Respecto a la fase inicial, durante décadas el tratamiento convencional de esta entidad ha sido con dosis altas de ciclofosfamida y glucocorticoides, prednisona oral a una dosis de 1 mg/kg/d (máximo 80 mg/d) y en los pacientes con glomerulonefritis rápidamente progresiva, a menudo reciben pulsos de metilprednisolona a una dosis de 250 a 1000 mg por día antes de comenzar con prednisona oral; este esquema ha permitido la remisión en aproximadamente el 75 % de los pacientes a los tres meses y hasta el 90 % a los seis meses, aunque las recaídas y los efectos secundarios adversos son frecuentes con este esquema, por lo cual recientemente se han desarrollado nuevos regímenes de tratamiento para limitar la exposición a ciclofosfamida y glucocorticoides.

Durante las fases de mantenimiento, las terapias biológicas que se dirigen a componentes celulares y moleculares específicos de la respuesta autoinmune y los mediadores de la lesión inflamatoria pueden ser más efectivas y menos tóxicas, como es el caso del uso de rituximab. La duración de la terapia debe continuarse durante al menos 24 meses después de que se haya obtenido una remisión sustancial, porque la interrupción temprana del tratamiento se asocia con un mayor riesgo de recaída. Por esta razón, los pacientes deben ser monitoreados regularmente para diagnosticar y tratar rápidamente una posible recurrencia (, ).

A pesar de la alta tasa de remisión en pacientes con VAA, la tasa de enfermedad renal crónica terminal es de alrededor del 8 % a los seis meses y aumenta al 14 % al año; los pacientes con MPA tienen más probabilidades de desarrollar enfermedad renal crónica terminal en comparación con aquellos con GPA (20,0 frente a 9,0 %, respectivamente, p < 0,01).

Conclusiones

Para concluir, el diagnóstico oportuno y el establecimiento de una terapia inmunomoduladora adecuada son el pilar fundamental en el abordaje de esta entidad. Un diagnóstico tardío está directamente relacionado con un pobre pronóstico () a corto plazo.
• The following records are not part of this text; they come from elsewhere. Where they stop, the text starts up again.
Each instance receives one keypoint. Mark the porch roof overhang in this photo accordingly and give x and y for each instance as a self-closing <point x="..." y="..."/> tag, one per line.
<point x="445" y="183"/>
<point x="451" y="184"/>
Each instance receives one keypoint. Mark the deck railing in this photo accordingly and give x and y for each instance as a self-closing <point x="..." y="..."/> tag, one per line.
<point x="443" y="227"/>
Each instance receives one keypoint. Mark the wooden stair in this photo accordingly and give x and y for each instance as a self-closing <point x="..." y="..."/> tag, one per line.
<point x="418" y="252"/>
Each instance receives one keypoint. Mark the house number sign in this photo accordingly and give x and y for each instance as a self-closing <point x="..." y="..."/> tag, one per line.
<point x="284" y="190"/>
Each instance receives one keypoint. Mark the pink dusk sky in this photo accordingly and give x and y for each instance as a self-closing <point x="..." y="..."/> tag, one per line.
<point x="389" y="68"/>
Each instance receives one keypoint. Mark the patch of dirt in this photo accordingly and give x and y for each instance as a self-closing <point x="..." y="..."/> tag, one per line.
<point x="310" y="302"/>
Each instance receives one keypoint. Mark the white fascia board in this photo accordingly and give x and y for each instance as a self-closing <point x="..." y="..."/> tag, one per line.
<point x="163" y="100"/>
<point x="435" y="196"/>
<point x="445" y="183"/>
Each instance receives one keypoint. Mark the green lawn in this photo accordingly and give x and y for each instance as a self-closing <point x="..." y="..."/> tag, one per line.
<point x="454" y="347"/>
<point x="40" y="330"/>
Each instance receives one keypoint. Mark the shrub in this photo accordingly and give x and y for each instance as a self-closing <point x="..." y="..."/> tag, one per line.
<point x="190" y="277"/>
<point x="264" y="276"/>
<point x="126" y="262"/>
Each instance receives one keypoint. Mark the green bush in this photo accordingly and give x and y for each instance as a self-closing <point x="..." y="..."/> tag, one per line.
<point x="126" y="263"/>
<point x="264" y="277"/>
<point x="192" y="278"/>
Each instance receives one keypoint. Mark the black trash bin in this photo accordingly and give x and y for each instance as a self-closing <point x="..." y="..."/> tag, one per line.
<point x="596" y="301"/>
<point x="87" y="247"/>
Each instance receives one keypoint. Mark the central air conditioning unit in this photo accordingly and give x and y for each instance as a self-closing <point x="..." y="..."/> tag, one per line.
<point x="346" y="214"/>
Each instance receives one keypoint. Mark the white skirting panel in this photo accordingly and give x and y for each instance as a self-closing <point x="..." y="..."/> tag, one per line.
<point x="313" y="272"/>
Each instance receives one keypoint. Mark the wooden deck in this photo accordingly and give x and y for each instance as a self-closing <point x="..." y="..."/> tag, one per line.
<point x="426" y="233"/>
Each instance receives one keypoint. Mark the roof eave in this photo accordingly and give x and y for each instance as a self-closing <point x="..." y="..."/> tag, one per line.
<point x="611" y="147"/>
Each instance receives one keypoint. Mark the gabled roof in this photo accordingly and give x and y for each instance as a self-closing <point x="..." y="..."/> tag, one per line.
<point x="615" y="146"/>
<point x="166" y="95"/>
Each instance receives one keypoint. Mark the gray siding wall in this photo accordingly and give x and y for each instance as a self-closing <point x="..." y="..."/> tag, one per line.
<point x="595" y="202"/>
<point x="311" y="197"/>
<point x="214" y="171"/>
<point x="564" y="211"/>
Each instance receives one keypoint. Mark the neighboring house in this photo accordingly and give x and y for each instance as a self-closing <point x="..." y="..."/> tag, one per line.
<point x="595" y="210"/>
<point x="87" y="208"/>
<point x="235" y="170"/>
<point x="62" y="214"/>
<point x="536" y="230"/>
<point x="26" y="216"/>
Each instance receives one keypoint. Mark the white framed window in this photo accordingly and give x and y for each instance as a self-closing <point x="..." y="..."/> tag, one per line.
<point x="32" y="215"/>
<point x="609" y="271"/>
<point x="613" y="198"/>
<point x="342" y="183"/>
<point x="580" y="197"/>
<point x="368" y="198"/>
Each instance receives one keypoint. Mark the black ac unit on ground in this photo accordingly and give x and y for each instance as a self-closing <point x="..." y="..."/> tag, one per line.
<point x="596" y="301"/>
El diagnóstico oportuno requiere de un índice de sospecha apropiado, familiaridad con la amplia gama de síntomas y signos de presentación y el conocimiento necesario para distinguir con precisión la vasculitis ANCA y GN de ​​otras formas de vasculitis de vasos pequeños y GN con presentaciones similares (, ).

Los avances continuos en la comprensión de los mecanismos fisiopatológicos de la enfermedad y el desarrollo de terapias más efectivas, menos tóxicas indudablemente, conducirán a resultados aún mejores en el futuro, que impacten en la sobrevida de los pacientes.

En cuanto al caso clínico, consideramos que una sospecha precoz y el inicio oportuno de un tratamiento multimodal adecuado, incluyendo inmunosupresión y una terapia de reemplazo renal con acompañamiento estrecho, fueron fundamentales para la recuperación de la función renal del paciente.

Se solicitó consentimiento informado al paciente para publicar su caso, publicar sus resultados, respetándose siempre la reserva a su identidad. De acuerdo con la clasificación de la resolución N.° 008430 de 1993 (4 de octubre de 1993), según la Republica de Colombia y su Ministerio de Salud, este reporte de caso se considera una investigación sin riesgo, por lo cual no se solicitó aval por el comité de bioética. Además, los autores declaran que este artículo no contiene información personal que permita identificar al paciente.

Declaración de fuentes de financiación

Los autores declaran no haber recibido ningún tipo de financiación para la elaboración de esta investigación.

Conflictos de interés

Los autores declaran no tener conflictos de intereses.

Contribución de los autores

MFJ: concepción y diseño del artículo, búsqueda de la literatura, lectura de los artículos, análisis y procesamiento de la información, redacción del manuscrito; CCG: concepción y diseño del artículo, búsqueda de la literatura, lectura de los artículos, análisis y procesamiento de la información, redacción y envío del manuscrito; JS: concepción y diseño del artículo, búsqueda de la literatura, lectura de los artículos, análisis y procesamiento de la información, asesoría científica y metodológica.